Todavía se sentía débil. De pronto se mareó, tuvo un breve desvanecimiento. No tan breve, sin embargo, como para no padecer un relámpago de pesadilla. Estaba en el andén de una estación cualquiera y un tren pasaba con lentitud, pero sin detenerse. En una ventanilla asomó la cabeza de Rita y él alcanzó a entender el grito: «Te había avisado que sabrías de mí». La respuesta de Javier, en cambio, se perdió en el bullicio de la estación: «¡Bruja de mierda!».

Cuando volvió en sí, se encontró con los ojos preocupados de Fermín.

—¿A quién le gritabas bruja de mierda?

—Yo qué sé. No fue nada —dijo él—. Sólo un mareo. En el sanatorio me mataban de hambre. Por eso estoy débil.

Sonó el teléfono y de inmediato el tableteo del fax.

Diego y Rosario aparecieron con los cafés. Nieves venía detrás, leyendo el mensaje recién llegado. Cuando se lo alcanzó a Javier, él notó que le brillaban los ojos.

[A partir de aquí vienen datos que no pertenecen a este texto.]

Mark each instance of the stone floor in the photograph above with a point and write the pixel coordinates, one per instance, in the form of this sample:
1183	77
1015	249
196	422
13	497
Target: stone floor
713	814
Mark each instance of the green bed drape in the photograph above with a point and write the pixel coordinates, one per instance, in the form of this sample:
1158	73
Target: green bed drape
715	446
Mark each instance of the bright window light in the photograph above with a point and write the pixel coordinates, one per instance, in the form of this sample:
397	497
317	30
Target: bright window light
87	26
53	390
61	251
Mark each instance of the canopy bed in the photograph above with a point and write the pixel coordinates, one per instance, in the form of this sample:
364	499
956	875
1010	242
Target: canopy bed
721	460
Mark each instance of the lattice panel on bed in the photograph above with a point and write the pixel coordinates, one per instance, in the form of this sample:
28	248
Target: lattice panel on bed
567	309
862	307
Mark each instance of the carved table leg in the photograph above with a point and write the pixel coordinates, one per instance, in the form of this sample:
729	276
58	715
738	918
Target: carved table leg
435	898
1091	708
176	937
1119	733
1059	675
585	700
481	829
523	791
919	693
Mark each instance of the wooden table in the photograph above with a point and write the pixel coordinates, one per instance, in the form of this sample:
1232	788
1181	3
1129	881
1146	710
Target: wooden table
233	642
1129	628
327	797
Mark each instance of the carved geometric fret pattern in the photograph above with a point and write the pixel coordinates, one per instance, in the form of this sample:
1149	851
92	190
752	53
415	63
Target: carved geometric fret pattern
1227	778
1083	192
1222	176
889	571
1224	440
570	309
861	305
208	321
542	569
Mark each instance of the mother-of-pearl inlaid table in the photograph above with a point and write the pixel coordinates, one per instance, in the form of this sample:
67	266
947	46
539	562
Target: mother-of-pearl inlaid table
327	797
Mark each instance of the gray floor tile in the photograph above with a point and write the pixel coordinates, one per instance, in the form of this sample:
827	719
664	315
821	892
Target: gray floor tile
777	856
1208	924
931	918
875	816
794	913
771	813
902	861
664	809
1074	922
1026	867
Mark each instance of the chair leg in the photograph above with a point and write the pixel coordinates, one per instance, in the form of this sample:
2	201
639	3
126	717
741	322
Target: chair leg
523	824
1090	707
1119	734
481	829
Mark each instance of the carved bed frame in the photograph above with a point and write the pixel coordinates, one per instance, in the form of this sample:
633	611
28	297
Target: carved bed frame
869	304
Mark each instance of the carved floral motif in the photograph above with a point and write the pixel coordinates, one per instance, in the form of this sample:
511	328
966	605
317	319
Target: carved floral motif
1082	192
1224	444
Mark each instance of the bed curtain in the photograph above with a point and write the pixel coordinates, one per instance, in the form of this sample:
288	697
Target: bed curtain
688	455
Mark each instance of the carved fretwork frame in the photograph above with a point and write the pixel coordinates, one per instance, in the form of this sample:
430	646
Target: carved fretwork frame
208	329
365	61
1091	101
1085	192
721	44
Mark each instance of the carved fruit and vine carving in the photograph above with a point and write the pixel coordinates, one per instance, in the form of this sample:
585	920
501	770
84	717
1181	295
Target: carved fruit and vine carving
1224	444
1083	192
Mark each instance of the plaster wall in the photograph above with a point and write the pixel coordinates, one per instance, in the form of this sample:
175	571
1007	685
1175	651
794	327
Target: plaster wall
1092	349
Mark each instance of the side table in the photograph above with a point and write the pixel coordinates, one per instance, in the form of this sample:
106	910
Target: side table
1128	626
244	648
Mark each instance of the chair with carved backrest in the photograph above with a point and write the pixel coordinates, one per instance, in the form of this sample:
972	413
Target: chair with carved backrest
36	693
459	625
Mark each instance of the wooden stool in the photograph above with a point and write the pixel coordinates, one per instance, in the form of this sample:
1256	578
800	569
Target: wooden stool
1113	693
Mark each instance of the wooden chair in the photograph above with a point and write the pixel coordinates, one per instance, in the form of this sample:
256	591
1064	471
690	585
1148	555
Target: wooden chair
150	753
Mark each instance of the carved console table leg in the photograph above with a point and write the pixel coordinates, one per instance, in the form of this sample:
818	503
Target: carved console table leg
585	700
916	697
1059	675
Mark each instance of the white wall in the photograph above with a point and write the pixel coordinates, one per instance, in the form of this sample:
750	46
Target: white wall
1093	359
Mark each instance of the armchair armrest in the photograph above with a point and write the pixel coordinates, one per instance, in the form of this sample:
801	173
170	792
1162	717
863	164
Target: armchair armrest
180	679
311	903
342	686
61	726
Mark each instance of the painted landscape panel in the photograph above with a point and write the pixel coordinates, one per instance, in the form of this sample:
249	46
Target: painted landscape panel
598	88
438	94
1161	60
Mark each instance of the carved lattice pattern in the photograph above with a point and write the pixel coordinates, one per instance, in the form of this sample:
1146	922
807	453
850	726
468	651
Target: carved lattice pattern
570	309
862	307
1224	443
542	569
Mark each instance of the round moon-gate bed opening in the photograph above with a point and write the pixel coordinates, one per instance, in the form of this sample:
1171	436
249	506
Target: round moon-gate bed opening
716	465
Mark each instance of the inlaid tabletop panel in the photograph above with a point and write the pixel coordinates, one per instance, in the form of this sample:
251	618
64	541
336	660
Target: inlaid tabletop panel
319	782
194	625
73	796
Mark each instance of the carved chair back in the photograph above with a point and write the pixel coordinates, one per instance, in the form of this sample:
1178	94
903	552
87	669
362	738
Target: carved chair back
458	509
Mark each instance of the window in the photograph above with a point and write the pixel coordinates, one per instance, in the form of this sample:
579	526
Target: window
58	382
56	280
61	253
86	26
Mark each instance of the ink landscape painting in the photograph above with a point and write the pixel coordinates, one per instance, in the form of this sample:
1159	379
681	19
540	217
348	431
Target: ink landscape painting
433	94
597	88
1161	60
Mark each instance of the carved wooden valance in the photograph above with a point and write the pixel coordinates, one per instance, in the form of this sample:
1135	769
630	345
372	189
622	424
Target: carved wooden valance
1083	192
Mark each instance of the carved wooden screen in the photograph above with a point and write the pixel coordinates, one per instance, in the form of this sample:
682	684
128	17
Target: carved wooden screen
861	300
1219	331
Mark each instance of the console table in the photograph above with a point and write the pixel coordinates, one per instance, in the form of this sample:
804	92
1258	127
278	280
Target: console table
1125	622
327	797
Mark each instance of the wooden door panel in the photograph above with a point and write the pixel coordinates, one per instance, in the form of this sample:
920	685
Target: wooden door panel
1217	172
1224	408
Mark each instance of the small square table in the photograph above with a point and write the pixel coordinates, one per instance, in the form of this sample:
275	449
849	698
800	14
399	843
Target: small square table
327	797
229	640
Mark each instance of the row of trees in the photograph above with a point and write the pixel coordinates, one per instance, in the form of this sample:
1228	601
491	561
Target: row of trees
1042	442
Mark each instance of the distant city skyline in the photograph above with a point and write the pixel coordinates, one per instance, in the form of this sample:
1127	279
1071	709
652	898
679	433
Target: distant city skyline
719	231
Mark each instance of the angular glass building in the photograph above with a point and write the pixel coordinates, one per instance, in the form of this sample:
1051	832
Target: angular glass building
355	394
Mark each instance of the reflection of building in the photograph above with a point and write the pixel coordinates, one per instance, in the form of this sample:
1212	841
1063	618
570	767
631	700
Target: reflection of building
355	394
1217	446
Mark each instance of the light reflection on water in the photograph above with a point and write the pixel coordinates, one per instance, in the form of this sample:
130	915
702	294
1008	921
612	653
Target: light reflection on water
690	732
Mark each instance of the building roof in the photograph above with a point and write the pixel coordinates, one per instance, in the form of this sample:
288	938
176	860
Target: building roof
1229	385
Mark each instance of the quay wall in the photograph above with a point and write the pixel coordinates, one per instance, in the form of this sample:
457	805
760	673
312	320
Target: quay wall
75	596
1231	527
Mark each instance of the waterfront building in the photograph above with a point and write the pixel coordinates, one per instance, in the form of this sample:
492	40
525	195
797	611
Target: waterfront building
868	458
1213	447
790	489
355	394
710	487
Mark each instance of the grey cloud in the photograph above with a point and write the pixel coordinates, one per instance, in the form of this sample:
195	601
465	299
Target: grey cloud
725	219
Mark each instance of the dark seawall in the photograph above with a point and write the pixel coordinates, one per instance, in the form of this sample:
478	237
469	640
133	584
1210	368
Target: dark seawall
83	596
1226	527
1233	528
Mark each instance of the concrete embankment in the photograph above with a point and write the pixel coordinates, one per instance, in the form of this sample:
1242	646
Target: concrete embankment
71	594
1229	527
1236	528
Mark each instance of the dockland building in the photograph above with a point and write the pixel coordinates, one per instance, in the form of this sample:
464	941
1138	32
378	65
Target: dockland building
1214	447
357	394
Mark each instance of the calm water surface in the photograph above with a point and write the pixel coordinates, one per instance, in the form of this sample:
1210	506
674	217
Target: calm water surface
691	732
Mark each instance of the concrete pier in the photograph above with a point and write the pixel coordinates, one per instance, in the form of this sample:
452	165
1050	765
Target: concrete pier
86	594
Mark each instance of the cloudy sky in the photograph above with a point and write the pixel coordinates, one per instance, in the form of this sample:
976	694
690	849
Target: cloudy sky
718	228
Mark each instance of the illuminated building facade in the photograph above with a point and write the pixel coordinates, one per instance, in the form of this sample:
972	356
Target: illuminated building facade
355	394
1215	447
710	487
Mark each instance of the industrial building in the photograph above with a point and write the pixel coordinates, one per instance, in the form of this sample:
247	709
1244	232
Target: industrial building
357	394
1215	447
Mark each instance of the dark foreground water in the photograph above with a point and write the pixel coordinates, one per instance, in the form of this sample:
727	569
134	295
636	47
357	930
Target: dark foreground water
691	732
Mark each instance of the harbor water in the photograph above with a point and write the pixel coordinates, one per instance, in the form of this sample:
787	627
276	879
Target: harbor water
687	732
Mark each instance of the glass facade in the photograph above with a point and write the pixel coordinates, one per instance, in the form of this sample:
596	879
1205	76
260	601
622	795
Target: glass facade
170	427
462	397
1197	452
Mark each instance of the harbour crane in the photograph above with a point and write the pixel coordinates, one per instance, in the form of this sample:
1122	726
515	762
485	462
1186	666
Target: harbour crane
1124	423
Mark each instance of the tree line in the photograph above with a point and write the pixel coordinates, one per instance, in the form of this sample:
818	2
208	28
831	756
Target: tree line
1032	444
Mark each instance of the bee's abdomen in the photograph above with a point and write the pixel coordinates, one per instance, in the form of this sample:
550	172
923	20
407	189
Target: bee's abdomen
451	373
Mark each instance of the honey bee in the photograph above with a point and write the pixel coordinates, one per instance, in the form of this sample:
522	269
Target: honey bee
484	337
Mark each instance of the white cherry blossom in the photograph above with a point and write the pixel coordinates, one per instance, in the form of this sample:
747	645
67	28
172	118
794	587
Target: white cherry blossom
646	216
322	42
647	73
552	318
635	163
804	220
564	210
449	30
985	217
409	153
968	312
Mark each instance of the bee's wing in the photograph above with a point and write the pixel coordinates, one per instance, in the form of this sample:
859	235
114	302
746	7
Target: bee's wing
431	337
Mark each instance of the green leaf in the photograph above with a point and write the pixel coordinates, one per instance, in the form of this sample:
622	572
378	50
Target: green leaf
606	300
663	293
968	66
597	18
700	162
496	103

El texto era breve: «Hace días que estamos llamando a todos los números de la agenda montevideana. Nadie responde. Es probable que todos los amigos estén cuidándote. Estamos tristes y también queremos cuidarte. Llegaremos el próximo jueves en el vuelo 6843 de Iberia. Besos y besos y besos, Raquel y Camila».